Good people come together in their church meetings and pray for the sick, the poor, the sorrowing, the fallen, the heathen—and then do nothing themselves to carry to a sad world, the blessings which they so persistently implore God to send. No doubt the divine answer to many a pastor, as he leads his people in importunate prayer for help and blessing for the needy or troubled, for the extension of the kingdom of Christ, for the saving of souls, is, "Why do you cry unto me? Speak unto the people that they go forward." God is ready to do all that is asked of him, but he does it only through his people's faith, and their faith can be shown only in going forth to try to do the things that need to be done. When we pray for the sick and the suffering, we must go with our love and sympathy to do what we can for them. When we pray for the saving of the lost, we must go straight to them to tell them of the love of Christ, or to find some way, at least, to get the message to them.

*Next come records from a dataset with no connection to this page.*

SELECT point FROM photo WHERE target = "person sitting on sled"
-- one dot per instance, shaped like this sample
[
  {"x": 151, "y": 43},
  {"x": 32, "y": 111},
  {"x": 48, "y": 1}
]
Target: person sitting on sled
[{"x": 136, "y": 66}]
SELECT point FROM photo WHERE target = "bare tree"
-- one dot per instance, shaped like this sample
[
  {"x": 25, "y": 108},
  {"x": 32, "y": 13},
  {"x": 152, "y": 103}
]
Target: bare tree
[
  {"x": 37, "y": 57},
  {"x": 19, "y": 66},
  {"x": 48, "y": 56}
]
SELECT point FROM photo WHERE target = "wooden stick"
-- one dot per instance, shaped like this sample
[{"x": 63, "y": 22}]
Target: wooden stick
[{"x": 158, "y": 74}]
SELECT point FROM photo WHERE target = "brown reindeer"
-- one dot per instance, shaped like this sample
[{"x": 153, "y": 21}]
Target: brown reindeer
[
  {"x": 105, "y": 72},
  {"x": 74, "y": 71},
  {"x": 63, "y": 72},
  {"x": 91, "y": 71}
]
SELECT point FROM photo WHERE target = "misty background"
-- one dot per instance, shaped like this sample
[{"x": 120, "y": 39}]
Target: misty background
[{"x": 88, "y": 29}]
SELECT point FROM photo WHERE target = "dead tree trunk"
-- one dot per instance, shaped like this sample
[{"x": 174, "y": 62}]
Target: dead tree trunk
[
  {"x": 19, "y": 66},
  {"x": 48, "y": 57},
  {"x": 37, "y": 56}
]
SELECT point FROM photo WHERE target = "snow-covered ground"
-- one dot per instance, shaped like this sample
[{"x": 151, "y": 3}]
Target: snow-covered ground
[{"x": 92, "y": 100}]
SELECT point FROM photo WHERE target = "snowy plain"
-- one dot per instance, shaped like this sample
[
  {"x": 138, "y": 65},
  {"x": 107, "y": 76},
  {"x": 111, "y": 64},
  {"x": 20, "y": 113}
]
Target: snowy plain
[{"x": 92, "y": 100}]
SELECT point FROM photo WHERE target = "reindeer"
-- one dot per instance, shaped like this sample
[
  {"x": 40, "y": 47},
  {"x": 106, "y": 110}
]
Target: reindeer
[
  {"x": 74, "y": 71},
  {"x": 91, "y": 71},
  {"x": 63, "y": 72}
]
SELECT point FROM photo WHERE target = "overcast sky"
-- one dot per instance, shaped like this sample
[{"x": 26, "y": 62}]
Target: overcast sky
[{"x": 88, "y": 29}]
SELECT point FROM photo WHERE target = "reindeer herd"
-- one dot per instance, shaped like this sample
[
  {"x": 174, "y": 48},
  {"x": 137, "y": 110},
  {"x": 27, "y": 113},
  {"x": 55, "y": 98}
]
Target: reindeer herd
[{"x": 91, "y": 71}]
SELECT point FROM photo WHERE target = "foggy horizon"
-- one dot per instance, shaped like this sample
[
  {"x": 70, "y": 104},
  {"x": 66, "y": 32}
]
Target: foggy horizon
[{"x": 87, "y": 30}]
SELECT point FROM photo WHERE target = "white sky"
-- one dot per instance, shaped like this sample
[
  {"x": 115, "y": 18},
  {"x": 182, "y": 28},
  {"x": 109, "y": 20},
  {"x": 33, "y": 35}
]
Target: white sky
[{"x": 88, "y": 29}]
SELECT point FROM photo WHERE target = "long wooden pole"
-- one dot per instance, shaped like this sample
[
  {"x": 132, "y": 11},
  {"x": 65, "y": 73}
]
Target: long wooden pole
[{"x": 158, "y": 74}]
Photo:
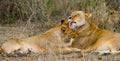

Much praying for the blessing of the Holy Spirit is made powerless and unavailing by the same lack of faith and obedience. God is ever ready to give his Spirit, but such prayer always implies action. We have something to do if the blessing is to come. It was "as they went" that the ten lepers were cleansed. If they had not set out at once, in obedience to the command of the Master, healing would not have come to them. It is thus, too, with the giving of all spiritual blessings—they come not through prayer alone, but through our rising up from our knees and going forward in the path of duty, in the way of obedience, in the effort to attain the thing longed for. When we have asked God to give us his Spirit, we are to believe that we have the gift desired, and are to enter at once upon the life which the Spirit would have us live.

There is a duty of prayer, most sacred and holy, but prayer is by no means the only duty. The answer will never come while we stay on our knees—but only when we rise up and go forward!